The concept of health technology also plays a major role in achieving financial stability in healthcare. The text highlights that financial incentives through adopting and effectively using electronic health records and health information technology solutions are provided for practices and hospitals. The use of electronic health records, or EHR, is said to improve the quality of care and patient outcomes and that experts believe that in the long run, EHR will lead to a more financially sustainable practice as well.
In an effort to reduce medical costs and increase care efficiency, specialists and hospital networks may form accountable care organizations that shift the focus of healthcare from volume to value by coordinating patient care and improving cost control. The text outlines that a sustained effort in coordinating patient care and controlling the cost of healthcare is necessary to achieving financial stability.

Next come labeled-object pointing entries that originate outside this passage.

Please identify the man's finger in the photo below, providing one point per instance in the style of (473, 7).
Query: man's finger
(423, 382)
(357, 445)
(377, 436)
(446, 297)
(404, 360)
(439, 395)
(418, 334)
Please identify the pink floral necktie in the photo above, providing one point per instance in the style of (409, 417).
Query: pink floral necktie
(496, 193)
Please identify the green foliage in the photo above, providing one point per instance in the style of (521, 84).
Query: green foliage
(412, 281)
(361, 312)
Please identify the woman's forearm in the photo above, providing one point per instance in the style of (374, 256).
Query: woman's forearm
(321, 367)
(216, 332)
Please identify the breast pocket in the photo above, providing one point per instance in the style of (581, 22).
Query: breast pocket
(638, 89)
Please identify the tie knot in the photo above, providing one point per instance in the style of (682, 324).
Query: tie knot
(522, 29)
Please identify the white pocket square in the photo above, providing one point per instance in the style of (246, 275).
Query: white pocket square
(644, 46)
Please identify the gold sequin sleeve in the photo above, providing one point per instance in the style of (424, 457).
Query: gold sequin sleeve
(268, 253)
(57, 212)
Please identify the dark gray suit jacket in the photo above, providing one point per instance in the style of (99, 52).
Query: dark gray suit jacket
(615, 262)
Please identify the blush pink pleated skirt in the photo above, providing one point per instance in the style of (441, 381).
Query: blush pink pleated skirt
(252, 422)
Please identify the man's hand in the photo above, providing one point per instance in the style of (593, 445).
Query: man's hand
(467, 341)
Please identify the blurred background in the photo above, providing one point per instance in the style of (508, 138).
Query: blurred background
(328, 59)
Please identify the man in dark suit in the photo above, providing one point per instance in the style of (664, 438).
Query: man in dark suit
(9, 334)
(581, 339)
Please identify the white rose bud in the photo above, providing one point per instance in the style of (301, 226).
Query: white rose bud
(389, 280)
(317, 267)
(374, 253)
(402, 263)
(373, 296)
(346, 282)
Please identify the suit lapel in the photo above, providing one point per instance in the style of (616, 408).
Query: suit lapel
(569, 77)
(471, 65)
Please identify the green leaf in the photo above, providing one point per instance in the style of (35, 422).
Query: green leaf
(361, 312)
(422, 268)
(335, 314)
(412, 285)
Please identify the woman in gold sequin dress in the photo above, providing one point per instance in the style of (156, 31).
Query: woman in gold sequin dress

Another important aspect in building a sustainable healthcare system is to have long-term funding and financial stability in place. Here, the document emphasizes that patient populations are continuously changing and that maintaining financial stability requires regular assessment of design and implementation of patient payment models. The text explores the concept of changing patient populations and how alternative payment models and the development of strategies may achieve long-term financial stability.
4.2 Strengthening Primary Care Services
Strengthening primary care services is regarded as a critical aspect of any effort to build a sustainable healthcare system. It is so important that transitions of primary care have been emphasized for over a decade. The primary care services include family medicine, general internal medicine, general pediatrics, and preventive services. The role of primary care not only concentrates on the health of people in a community but it also produces a secondary effect of a more rational healthcare cost. In addition, when we talk about building a sustainable healthcare system, primary care also leads to better human resources in health. “Healthcare Reform Advocacy: Promoting Universal Access to Healthcare” is a comprehensive guide that explores the importance of healthcare reform and the promotion of universal access to healthcare. The table of contents highlights the key areas covered in the guide.
4.3 Investing in Health Information Technology
The health information technology (health IT) system is a platform that enables healthcare information to be stored, collected, and shared in a secure environment. By ensuring that the right information is made available to the right people at the right time, this system can improve the quality and safety of healthcare. So why should we invest in health IT when there are so many other infrastructure and healthcare improvements that are needed? The fact of the matter is that health information technology is already making a difference in the way healthcare is done. For example, an electronic register that is updated by medical professionals as different levels of care are needed, which is linked to an electronic care pathway, can be used to deliver comparably effective choices for treating a condition, such as chronic obstructive pulmonary disease. Also, General Practitioners (GPs) can access digital images and diagnostic results that are electronically stored in a central data warehouse. As a result, it can aid healthcare professionals in deciding which treatment is the right one for the patient and it may alleviate the burden on some acute care services.